The use of soft plastic packaging is extremely widespread in the food and beverage industry, especially when it comes to the packaging of dry and processed food items such as snacks, bakery and confectionery.
Traditional soft plastics have also long come under fire from environmental groups for being a major contributor to environmental pollution, given these have conventionally been single-use and are known to be incredibly difficult to decompose.
This is a difficult conundrum for food and beverage manufacturers as this packaging is still needed in order to ensure food freshness, safety and extend shelf life – so many firms such as Mondelez believe that the recycling and use of recycled soft plastic packaging is crucial to ensure sustainability can be achieved within the sector.
“Until recently, soft plastic packaging has been limited to being considered solely as a single use material, but new technology [is rapidly changing this],” Mondelez CEO Dirk Van de Put said.
“The development of [such] advanced recycling technology and significant investment in recycled soft plastic means it’s now possible for Cadbury [products to be produced] more sustainably in Australia.
“[This is] a significant move for Mondelez towards meeting Australia’s 2025 packaging targets and supporting a circular economy for packaging.”
Van de Put said this after announcing the implementation of 30% recycled plastic for all family block products in the company’s Cadbury Dairy Milk, Caramilk and OId Gold ranges in Australia, a move expected to prevent the formation of some 120 tonnes of plastic in landfill.
“This is just the beginning of our journey to use more recycled plastic in our packaging, which we started by targeting our larger packaging sizes [in the family block products] to maximise our impact,” he said.
“That said, we’re committed to using more recycled plastic in our packaging in the coming years, as access and availability of advanced recycling technology increases.
“Importantly, the new packaging still looks and feels the same with Cadbury’s well-known purple colours and the chocolate taste will remain identical to previously – but this new packaging is much more sustainable.”

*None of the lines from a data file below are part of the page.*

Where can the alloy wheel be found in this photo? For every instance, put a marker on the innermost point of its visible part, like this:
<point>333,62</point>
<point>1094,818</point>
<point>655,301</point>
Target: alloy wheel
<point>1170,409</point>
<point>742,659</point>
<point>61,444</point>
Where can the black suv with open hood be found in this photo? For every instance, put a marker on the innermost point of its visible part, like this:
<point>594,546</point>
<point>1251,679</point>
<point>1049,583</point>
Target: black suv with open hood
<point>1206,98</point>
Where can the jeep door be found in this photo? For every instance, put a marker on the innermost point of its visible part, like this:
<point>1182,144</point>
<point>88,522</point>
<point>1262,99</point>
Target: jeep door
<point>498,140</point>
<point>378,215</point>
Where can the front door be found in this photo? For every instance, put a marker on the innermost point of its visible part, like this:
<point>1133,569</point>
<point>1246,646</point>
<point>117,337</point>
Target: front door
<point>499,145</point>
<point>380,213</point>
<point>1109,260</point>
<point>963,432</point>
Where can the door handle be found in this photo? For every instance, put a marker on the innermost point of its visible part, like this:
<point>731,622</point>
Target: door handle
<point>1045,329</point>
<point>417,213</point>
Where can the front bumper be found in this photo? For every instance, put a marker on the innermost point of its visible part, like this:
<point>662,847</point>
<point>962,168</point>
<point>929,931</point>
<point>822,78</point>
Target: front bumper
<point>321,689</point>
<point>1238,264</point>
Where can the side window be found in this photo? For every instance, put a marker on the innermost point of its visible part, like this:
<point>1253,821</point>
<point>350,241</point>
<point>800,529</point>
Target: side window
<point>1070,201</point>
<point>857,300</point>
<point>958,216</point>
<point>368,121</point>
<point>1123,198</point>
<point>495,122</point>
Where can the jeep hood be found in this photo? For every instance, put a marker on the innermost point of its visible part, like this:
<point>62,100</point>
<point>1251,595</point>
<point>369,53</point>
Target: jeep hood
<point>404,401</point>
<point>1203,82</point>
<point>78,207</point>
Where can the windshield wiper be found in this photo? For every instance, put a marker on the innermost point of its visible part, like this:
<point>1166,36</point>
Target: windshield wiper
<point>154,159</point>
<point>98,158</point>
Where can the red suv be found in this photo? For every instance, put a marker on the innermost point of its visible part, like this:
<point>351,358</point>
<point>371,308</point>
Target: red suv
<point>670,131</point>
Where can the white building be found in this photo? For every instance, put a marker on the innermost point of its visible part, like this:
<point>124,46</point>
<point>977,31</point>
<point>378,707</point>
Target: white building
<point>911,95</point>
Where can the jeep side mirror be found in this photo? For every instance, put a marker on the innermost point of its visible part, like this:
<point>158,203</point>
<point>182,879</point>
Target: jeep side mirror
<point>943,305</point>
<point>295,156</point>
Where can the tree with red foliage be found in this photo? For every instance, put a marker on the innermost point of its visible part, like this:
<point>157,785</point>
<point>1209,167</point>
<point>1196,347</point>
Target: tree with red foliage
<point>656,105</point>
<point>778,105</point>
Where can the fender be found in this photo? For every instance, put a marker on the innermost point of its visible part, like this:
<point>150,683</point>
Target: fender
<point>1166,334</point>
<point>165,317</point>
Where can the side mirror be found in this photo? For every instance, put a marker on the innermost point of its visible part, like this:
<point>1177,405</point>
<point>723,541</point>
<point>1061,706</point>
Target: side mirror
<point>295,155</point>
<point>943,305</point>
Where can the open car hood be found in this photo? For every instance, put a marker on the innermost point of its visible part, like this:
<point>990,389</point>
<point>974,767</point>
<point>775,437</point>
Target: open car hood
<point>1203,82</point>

Mondelez is one of the largest chocolate manufacturers in Australia, and its push to not keep soft plastic packaging on the sidelines when it comes to sustainable packaging discussions is a significant one for the industry and could be the much-needed boost the local recycling industry requires.
Soft plastic’s role in Australia’s 2025 packaging targets
As part of Australia’s 2025 National Packaging Targets established by Australian Environment Ministers back in 2018, key targets over the next three years are to have 100% of packaging reusable, recyclable or compostable; for 70% of existing plastic packaging recycled or composted; for 50% of average recycled content included into packaging; and to phase out ‘problematic and unnecessary’ single-use plastic.
Soft plastics have long been classified as single-use plastics, as highlighted earlier by Van de Put, and on this basis it would seem that these were on their way out after the targets were established - but this new advancement now casts doubt on that scenario.
“This move by Cadbury to use recycled content in their soft plastic packaging demonstrates that demand exists for this material in Australia,” Australian Food and Grocery Council (AFGC) CEO Tanya Barden said via a formal statement.
“This will help give confidence to the recycling and packaging supply chain to invest in Australian advanced recycling facilities that can process this material [which is crucial as] Australia currently lacks the ability to recycle soft plastic packaging back into food-safe packaging.
“Soft plastic packaging [still] plays an important role [in the food sector as] it keeps food fresh, reduces food waste and helps keep products safe – [what is needed is to] create a circular economy for soft plastics here in Australia, and local food and grocery manufacturers are taking the lead to help do this via AFGC.”
So if the recycling of soft plastics is truly achieved on a widespread scale at a national level, it could very well be that soft plastic packaging is here to stay until a better, more environmentally-friendly alternative is found.